Thanks for the hint @pkulchenko . Fixed it now, wasn't familiar with the SQLite API before.

Sorry for letting this get placed on the backburner. Also welcome as a new contributor. We need to go through one quick hurdle before we can proceed. Could you please email Justine Tunney [email protected] and say that you intend to assign her the copyright to the changes you contribute to Cosmopolitan? Please send the email under your legal name rather than anonymously. Please use a real email account associated with your identity. See CONTRIBUTING.md for further details. We make the ask because it helps us ship the tiniest most legally permissive prim and proper binaries.
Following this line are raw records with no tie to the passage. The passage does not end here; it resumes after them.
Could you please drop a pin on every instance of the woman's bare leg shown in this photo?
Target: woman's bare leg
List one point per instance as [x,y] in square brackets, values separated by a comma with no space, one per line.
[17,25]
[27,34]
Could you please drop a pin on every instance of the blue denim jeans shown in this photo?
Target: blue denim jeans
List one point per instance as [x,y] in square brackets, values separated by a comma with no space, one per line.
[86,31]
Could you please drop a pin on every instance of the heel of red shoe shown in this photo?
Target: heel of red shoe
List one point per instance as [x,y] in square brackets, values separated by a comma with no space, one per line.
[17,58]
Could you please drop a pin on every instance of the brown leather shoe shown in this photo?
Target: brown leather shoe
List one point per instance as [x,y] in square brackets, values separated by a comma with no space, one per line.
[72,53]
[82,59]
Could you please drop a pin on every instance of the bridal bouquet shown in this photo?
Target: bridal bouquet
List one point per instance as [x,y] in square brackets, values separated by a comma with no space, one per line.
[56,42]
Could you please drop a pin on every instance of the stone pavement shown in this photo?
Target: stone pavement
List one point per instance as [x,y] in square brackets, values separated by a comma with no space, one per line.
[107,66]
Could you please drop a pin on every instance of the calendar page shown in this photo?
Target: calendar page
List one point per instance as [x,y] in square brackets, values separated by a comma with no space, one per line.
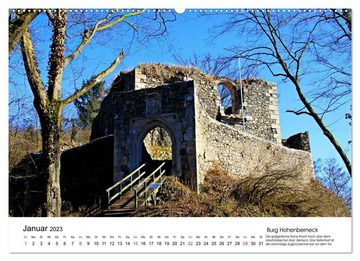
[139,128]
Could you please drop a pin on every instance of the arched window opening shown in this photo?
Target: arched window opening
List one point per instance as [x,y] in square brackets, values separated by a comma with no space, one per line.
[157,148]
[225,98]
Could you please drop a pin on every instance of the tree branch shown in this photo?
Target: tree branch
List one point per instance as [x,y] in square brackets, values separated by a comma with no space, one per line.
[299,112]
[32,72]
[56,57]
[18,26]
[99,77]
[89,34]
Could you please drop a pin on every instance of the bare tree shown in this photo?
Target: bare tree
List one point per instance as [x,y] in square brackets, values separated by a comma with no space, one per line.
[48,100]
[296,46]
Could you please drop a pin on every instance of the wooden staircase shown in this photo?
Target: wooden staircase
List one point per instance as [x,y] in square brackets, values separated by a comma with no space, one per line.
[135,190]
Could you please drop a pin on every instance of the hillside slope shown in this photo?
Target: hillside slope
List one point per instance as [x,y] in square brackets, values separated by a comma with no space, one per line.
[267,196]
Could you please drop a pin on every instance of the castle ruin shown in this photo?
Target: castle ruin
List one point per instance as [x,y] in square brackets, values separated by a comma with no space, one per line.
[244,139]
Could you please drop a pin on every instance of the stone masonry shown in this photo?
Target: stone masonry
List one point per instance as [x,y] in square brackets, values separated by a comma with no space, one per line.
[184,101]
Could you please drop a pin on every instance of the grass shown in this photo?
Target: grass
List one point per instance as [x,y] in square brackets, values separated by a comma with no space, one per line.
[276,194]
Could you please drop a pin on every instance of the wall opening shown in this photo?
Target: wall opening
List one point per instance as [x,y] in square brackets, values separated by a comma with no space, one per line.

No problem @jart . As I've used my noreply E-Mail from my GitHub Account for the commits, that isn't possible as such. Is there an alternative? Granting the copyright here should be enough.

I hereby assign the copyright of the code written by myself within this Pull Request to @jart .

oltdaniel avatar Oct 02 '22 10:10 oltdaniel

@oltdaniel The commit email address isn't an issue. You aren't required to disclose your email address to the public. You just have to disclose it to me. Your GitHub profile says you're Daniel Oltmanns. Send me an email from yourself, link to this PR in the email. Then after you've sent the email, leave a comment on this PR saying "I sent it!". That's all I need.

jart avatar Oct 02 '22 17:10 jart

@jart I sent it!

oltdaniel avatar Oct 03 '22 14:10 oltdaniel

Thanks for sending it! I'll go ahead and merge now. Thank you again for contributing this to the project!

jart avatar Oct 05 '22 14:10 jart

@oltdaniel, FYI: I made a couple of changes in #701 to allow the DB to grow beyond the initial buffer size.

pkulchenko avatar Nov 28 '22 06:11 pkulchenko